In 2009, Sunoco permanently shut down all process units at the Eagle Point refinery. All units ceased
production in early November 2009 and in connection with this decision, Sunoco recorded a $476 million
provision ($284 million after tax) to write down the affected assets to their estimated fair values and to establish
accruals for employee terminations, pension and postretirement curtailment losses and other related costs. The
Company recorded additional provisions of $57 and $5 million ($34 and $3 million after tax) in 2010 and 2011,
respectively, primarily for additional asset write-downs and contract losses in connection with excess barge
capacity resulting from the shutdown of the Eagle Point refining operations. These charges are reported as part of
the Asset Write-Downs and Other Matters shown separately in Corporate and Other in the Earnings Profile of
Sunoco Businesses.
In June 2009, Sunoco completed the sale of its Tulsa refinery to Holly Corporation. The transaction also
included the sale of inventory attributable to the refinery which was valued at market prices at closing. Sunoco
received a total of $157 million in cash proceeds from this divestment, comprised of $64 million from the sale of
the refinery and $93 million from the sale of the related inventory. Sunoco recognized a $70 million net pretax
gain ($41 million after tax) on divestment of this business which is reported separately in Corporate and Other in
the Earnings Profile of Sunoco Businesses.
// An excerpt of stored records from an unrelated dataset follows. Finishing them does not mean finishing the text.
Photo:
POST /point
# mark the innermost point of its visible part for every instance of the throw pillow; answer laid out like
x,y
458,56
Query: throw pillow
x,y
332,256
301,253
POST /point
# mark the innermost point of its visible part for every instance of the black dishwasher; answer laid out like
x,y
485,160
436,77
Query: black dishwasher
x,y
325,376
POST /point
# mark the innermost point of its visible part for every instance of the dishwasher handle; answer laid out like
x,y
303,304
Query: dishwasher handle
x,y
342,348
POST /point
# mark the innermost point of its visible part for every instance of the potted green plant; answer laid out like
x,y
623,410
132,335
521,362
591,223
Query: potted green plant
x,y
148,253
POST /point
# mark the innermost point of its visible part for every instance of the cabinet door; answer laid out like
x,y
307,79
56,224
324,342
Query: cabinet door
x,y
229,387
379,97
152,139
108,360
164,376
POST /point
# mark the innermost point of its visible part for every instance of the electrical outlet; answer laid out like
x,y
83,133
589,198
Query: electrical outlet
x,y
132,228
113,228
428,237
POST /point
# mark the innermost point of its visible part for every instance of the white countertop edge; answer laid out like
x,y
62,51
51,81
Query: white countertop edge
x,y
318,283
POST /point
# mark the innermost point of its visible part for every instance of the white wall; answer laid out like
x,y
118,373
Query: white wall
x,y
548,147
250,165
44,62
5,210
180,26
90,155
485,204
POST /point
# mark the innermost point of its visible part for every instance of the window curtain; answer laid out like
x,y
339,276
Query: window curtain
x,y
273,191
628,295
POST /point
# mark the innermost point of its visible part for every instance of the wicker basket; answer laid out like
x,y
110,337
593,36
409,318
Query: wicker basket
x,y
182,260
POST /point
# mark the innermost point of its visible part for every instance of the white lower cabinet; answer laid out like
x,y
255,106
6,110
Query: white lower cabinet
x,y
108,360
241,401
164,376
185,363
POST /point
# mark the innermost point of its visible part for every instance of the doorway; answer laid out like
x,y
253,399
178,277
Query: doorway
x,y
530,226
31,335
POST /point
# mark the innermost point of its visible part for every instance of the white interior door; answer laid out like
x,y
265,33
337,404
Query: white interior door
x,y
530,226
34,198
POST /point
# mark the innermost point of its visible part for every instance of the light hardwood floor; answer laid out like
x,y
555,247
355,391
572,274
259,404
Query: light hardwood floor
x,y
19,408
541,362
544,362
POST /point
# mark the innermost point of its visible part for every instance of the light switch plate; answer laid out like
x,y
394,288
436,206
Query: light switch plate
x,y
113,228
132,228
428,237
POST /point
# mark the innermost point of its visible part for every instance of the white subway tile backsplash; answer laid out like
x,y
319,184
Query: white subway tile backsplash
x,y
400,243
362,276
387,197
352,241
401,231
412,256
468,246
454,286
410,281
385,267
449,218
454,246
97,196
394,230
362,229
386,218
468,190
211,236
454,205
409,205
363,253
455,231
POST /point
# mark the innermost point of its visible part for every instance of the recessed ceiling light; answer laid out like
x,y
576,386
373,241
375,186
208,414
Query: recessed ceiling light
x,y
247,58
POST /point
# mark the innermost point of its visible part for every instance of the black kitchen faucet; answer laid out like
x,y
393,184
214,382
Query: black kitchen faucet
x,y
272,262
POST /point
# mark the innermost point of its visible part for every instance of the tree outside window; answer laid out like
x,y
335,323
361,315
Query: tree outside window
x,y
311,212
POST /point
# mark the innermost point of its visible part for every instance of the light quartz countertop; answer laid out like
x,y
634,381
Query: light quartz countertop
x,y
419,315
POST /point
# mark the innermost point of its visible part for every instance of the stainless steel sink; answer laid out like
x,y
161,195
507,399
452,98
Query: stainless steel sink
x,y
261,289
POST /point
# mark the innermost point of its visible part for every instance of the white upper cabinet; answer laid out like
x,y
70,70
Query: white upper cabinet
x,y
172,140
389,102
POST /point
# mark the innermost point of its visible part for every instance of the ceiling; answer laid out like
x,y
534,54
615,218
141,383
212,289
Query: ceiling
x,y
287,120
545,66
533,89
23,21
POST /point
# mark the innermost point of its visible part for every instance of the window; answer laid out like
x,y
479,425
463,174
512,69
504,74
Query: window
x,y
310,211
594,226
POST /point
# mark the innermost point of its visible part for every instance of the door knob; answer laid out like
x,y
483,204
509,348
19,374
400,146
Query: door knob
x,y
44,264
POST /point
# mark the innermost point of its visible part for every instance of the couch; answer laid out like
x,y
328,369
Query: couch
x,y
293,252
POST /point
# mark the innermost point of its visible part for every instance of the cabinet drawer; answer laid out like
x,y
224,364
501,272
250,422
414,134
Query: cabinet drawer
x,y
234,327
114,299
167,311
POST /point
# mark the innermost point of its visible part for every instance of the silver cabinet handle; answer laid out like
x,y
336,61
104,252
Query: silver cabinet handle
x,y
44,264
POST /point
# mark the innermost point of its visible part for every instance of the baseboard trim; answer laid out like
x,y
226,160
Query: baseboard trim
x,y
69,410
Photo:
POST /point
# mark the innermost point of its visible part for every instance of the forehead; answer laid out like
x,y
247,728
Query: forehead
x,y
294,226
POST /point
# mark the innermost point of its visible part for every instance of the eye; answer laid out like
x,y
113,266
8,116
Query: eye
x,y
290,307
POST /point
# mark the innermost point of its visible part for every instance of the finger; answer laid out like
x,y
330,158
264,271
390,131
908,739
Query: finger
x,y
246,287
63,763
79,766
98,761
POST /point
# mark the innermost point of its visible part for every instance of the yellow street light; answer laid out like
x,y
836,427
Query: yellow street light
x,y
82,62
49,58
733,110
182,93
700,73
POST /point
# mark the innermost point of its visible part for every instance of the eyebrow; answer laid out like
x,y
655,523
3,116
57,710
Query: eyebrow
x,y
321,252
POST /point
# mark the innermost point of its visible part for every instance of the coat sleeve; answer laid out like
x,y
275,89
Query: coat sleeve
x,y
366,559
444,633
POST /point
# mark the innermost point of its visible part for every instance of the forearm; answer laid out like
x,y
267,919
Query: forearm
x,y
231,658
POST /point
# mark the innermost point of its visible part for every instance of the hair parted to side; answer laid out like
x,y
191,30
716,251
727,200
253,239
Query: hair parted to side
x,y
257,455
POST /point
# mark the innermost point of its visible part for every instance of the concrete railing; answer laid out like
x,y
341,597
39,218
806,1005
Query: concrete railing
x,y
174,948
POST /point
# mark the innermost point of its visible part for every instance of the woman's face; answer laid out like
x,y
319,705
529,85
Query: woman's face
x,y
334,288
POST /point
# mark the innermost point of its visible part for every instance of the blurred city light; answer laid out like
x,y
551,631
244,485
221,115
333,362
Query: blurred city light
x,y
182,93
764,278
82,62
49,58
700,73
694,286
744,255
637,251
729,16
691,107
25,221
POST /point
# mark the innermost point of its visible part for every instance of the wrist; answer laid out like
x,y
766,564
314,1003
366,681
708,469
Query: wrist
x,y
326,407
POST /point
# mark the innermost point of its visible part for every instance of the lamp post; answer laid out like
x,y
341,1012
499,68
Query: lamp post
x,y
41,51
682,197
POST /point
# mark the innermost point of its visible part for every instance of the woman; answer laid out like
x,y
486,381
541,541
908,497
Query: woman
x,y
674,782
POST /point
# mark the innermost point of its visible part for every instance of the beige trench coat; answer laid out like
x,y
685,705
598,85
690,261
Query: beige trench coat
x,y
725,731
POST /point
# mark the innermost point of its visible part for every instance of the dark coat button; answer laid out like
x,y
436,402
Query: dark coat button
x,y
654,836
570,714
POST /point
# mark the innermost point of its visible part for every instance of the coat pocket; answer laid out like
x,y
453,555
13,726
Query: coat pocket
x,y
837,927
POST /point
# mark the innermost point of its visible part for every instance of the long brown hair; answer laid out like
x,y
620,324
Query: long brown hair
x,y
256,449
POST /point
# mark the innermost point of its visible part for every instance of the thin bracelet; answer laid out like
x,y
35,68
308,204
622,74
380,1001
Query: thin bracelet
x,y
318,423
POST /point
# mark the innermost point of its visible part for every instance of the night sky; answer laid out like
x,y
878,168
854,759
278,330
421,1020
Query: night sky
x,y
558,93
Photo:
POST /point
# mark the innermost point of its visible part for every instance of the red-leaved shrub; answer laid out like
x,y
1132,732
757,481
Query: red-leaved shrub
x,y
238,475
As a result of the sale, the Tulsa refinery has been classified as a
discontinued operation for all periods presented in the Consolidated Financial Statements included in Item 8.
Sunoco had previously recognized a $160 million provision ($95 million after tax) for the write-down of the
refinery and related assets in 2008 in connection with its decision to sell the refinery or convert it to a terminal.